To emphasise a point, try massively over-emphasising it using the familiar figure of hyperbole. Your audience will know you’re not describing the literal properties of your subject, but they’ll be equally clear that you are alluding to something truly exceptional. It’s a curious process by which you can convince readers of a truth by deliberately overstating it.
Onomatopoeia is a great technique to generating memorable slogans (‘slip, slop, slap’ for an Australian campaign on the importance of using sunscreen) and product names (‘Kerplunk’ for, well, Kerplunk).
Try flipping elements of common idioms to coin catchy phrases or straplines. The result is a figure called a chiasmus. Try using opposites or contradictions to draw attention to, or affirm, your point.

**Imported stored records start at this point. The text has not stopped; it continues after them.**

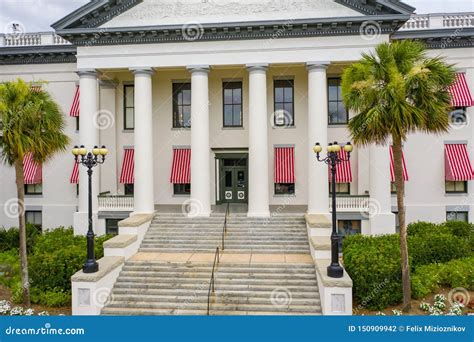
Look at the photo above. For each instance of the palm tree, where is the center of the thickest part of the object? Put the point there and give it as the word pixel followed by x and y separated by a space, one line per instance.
pixel 395 91
pixel 32 123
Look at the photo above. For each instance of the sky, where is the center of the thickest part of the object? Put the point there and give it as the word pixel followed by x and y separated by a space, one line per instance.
pixel 38 15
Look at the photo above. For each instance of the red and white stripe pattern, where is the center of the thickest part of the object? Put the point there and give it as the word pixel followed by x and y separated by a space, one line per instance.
pixel 457 164
pixel 343 170
pixel 460 93
pixel 284 165
pixel 74 112
pixel 75 174
pixel 392 167
pixel 127 176
pixel 181 166
pixel 32 172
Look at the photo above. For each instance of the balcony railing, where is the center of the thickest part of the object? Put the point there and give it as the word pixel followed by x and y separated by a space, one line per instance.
pixel 115 203
pixel 439 21
pixel 349 203
pixel 31 39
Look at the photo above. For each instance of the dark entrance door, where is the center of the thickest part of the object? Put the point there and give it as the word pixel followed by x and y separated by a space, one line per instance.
pixel 233 180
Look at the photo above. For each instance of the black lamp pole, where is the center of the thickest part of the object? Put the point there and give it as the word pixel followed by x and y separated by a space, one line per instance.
pixel 333 159
pixel 90 160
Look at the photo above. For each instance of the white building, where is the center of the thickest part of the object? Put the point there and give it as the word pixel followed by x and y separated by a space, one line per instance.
pixel 259 80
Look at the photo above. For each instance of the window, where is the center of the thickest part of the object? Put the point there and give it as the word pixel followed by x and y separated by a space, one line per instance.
pixel 34 217
pixel 284 105
pixel 456 187
pixel 129 107
pixel 232 93
pixel 284 188
pixel 111 226
pixel 129 189
pixel 182 189
pixel 346 228
pixel 458 116
pixel 337 111
pixel 33 189
pixel 181 105
pixel 457 216
pixel 341 188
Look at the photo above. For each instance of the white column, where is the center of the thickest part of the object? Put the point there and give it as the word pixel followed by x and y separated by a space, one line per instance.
pixel 318 185
pixel 382 220
pixel 143 142
pixel 258 142
pixel 89 137
pixel 200 151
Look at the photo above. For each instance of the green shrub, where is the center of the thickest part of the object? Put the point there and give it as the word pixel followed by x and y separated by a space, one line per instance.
pixel 436 248
pixel 10 238
pixel 428 279
pixel 373 262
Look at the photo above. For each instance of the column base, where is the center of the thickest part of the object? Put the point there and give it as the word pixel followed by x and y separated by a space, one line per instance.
pixel 259 214
pixel 81 224
pixel 383 223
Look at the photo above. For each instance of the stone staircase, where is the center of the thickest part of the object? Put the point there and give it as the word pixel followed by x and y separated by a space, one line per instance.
pixel 150 284
pixel 280 234
pixel 167 288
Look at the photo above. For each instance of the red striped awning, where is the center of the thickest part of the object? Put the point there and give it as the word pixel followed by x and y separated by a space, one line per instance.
pixel 392 167
pixel 181 166
pixel 32 172
pixel 284 165
pixel 75 104
pixel 460 93
pixel 456 163
pixel 75 174
pixel 127 176
pixel 343 170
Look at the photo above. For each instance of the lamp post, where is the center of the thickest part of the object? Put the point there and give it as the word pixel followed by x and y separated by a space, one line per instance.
pixel 333 159
pixel 90 160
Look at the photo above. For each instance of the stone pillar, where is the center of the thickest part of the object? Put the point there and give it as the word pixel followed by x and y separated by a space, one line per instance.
pixel 89 137
pixel 143 142
pixel 200 202
pixel 382 220
pixel 318 185
pixel 258 142
pixel 108 136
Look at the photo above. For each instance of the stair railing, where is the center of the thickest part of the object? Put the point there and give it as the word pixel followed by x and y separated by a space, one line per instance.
pixel 212 285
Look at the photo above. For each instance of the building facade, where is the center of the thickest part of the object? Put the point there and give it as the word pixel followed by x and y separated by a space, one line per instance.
pixel 208 102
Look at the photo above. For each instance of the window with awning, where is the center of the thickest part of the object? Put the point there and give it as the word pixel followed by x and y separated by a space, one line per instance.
pixel 32 171
pixel 127 176
pixel 457 165
pixel 460 94
pixel 181 166
pixel 392 167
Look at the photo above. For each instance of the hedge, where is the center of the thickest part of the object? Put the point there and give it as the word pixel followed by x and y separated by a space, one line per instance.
pixel 373 262
pixel 430 278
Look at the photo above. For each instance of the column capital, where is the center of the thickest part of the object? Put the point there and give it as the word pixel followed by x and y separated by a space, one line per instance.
pixel 257 66
pixel 198 68
pixel 87 73
pixel 145 71
pixel 323 65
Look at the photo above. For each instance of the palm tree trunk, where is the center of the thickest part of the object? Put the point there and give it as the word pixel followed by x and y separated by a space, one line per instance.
pixel 20 189
pixel 400 184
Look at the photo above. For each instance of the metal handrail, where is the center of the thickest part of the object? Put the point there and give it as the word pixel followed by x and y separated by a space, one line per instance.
pixel 212 285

Parallelism is a gift to business writers. If you’ve got several related things to say, try finding a nice, regular structure in which to say them. The rule of two (isocolon) and the rule of three (tricolon) are both readymade structures ripe for exploitation, and specific examples of parallelism in action. In all these cases try to keep your clauses around the same length and structured in the same way (otherwise they won’t be parallel).
Puns can make great headlines/straplines/whatevers but only if they help make the message more persuasive or memorable. If you’re sure a pun is the way to go, the basic technique is find your key word, locate another that sounds alike, and swap.
Try ‘folding back’ part of a phrase by repeating a single word but with a different meaning to create something memorable (the old ‘The business of America is business’ shtick). The folding back figure is known as antanaclasis.
Alliteration is an effortless way to make the commonplace catchy, and create high-recall phrases out of the most unpromising source material. It works equally well for highlighting headings or when submerged within sentences.
Repetition of a word or phrase at the beginning (or end) of successive phrases, clauses or lines is a technique much exploited by dramatists and speechwriters to increase the intensity of a passage. The main figure here is anadiplosis.
Think about the sound of your words. Assonance, dissonance, euphony and resonance can direct attention to a particular word or phrase, establish a rhythm in your writing, and influence the entire mood of a piece.